Race has historically been, and continues to be, used to justify violence, oppression, and discrimination. While these issues are well-established in social sciences and humanities, computer scientists and engineers often casually integrate racial classification into machine learning models. By doing so, they are encoding into infrastructure a model known to cause oppression, potentially expanding its reach across various systems. Such models have dangerous applications, particularly in facial recognition for policing and security surveillance at airports, borders, or CCTV systems. They can also be used in advertising, which can still lead to discrimination (e.g., in real estate). All these applications for racial classification are known to produce bias and discrimination. Building such models means encoding bias into the machine through datasets, which, when integrated into surveillance or policing infrastructure, will amplify this bias (Buolamwini, 2023).
Conclusion
Classification might appear to be a simple, mundane, and useful task. However, when applied to humans, classification becomes an ethical choice. It inherently reflects the viewpoint of the classifier, and by privileging some perspectives, it can silence others. Once categories are established as part of a classification system, they become standardized and often invisible. When we look at a data visualization, we rarely question the complex journey of the dataset or the hidden work that shaped it. When classification systems are encoded into algorithms and obscure infrastructures, their consequences can be far-reaching, making it difficult to pinpoint the sources of oppression and injustice. The inherent obscurity of classification within infrastructure often prevents us from understanding the origins of bias. Moreover, classification systems, along with their biases, can endure for years within machine learning models.
While classification serves a vital purpose by making systems usable and efficient, it is crucial to remember that it is never neutral. The stakes are significantly higher when humans are caught within classification systems, particularly concerning race and gender. In these contexts, classification has the power to amplify existing systems of oppression.

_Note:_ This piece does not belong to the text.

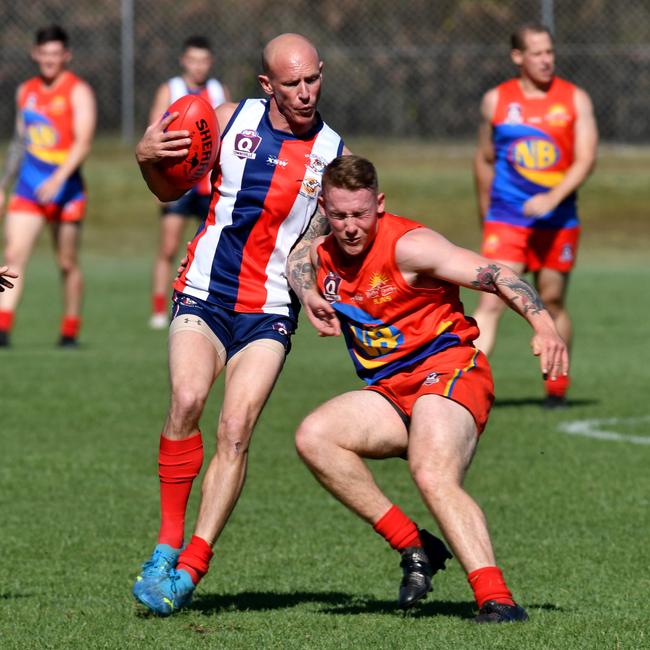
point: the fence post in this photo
(548, 14)
(128, 104)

Therefore, understanding the non-neutrality and consequences of data classification is crucial for responsible engagement with data and AI.
Sources
Crawford, K. (2021). “Classification,” in The Atlas of AI: Power, Politics and the Planetary Costs of Artificial Intelligence, pp. 123-149.
Khan, K., Khan, R. U., Ali, J., Uddin, I., & Khan, S. (2021). Race Classification Using Deep Learning. Computers, Materials & Continua, 68(3)
Buolamwini, J. (2023). Unmasking AI: A story of hope and justice in a world of machines. Random House.
Foucault, M. (2010). The birth of biopolitics: Lectures at the Collège de France, 1978-79 (M. Senellart, Ed.; Paperback ed). Palgrave Macmillan.